The first topic in Open Forum was the continuing discussion regarding the use of social media in student campaigns. A common point brought up was the idea of free speech and freedom to run one’s campaign. Many senators agreed that allowing the use of Facebook groups and other tools of social networking merely gives those running a greater degree of deserved control over their campaign.
One senator proposed a well-received idea that students could use YouTube to create and share campaign videos, which would allow broader access to candidates’ platforms.
The last topic was a proposed amendment to the ASCMC Constitution to reform Senate voting procedures. Currently, the Constitution mandates that each dorm elect two student senators at the beginning of the year and that, on certain “formal” votes, Senate voting is conducted by dorm. Due to the reality that this policy has not been consistently practiced nor enforced this year, the amendment suggests that Senate eliminate the process of voting by dorm and make official the procedure currently used to become a senator: either show up to the first meeting, or come to the three consecutive meetings after the first one. The amendment would also remove all references to “formal” and “informal” votes in the constitution, since ending dorm voting would make the distinction irrelevant.

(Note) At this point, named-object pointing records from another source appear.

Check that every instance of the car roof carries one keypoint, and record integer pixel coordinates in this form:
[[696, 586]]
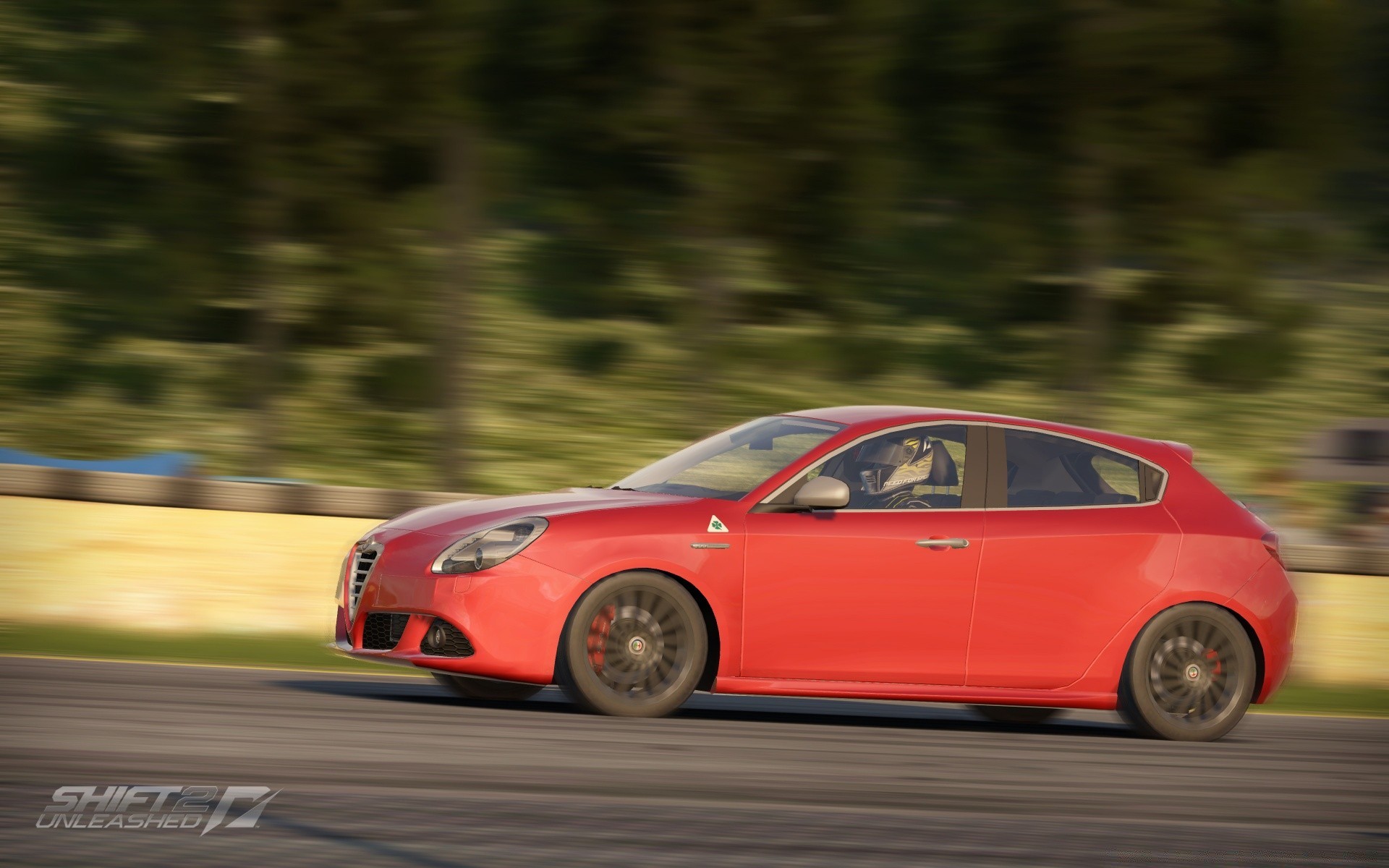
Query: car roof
[[883, 416]]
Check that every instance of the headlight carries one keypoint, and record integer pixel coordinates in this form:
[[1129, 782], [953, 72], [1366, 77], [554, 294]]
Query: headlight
[[489, 548]]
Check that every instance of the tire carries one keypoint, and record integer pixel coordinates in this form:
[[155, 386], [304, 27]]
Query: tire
[[1016, 714], [485, 689], [635, 646], [1189, 676]]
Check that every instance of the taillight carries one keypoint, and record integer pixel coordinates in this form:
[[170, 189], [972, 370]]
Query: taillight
[[1271, 546]]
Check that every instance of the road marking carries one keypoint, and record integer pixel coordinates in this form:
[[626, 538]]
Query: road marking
[[213, 665]]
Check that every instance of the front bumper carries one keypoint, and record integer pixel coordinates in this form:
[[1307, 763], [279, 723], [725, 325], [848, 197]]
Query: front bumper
[[511, 614]]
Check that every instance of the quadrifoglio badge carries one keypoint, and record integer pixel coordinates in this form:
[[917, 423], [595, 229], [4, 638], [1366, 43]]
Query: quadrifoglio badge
[[156, 807]]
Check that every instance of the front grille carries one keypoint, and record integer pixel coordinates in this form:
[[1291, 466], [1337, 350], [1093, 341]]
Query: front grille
[[362, 564], [443, 639], [382, 631]]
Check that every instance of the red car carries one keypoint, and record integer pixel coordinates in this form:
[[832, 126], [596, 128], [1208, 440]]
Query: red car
[[891, 553]]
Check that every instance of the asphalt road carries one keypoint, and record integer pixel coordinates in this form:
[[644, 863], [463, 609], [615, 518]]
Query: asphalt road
[[383, 771]]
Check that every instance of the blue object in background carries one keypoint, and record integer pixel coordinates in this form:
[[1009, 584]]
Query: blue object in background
[[158, 464]]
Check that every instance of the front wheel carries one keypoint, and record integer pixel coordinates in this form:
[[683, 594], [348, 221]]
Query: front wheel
[[1189, 676], [485, 689], [635, 646]]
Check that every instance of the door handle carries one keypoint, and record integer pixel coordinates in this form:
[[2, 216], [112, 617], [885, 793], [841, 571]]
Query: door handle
[[938, 542]]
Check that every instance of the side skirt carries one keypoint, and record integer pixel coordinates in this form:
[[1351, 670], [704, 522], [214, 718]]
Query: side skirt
[[927, 694]]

While the issue that led to the amendment being proposed was recognized as a problem, senators were unsure if the amendment was the best way to address the issue. Of significant concern was the definition of a quorum in Senate: currently, a quorum is reached if representatives from half of the dorms are present. Under this amendment, half of all senators would need to be present to establish a quorum. It was noted that average attendance at Senate is around 30 people per meeting, while the total number of senators is in the mid-70's. As such, there would rarely be a quorum at meetings if the amendment passed as currently written. A decision was not reached on the amendment.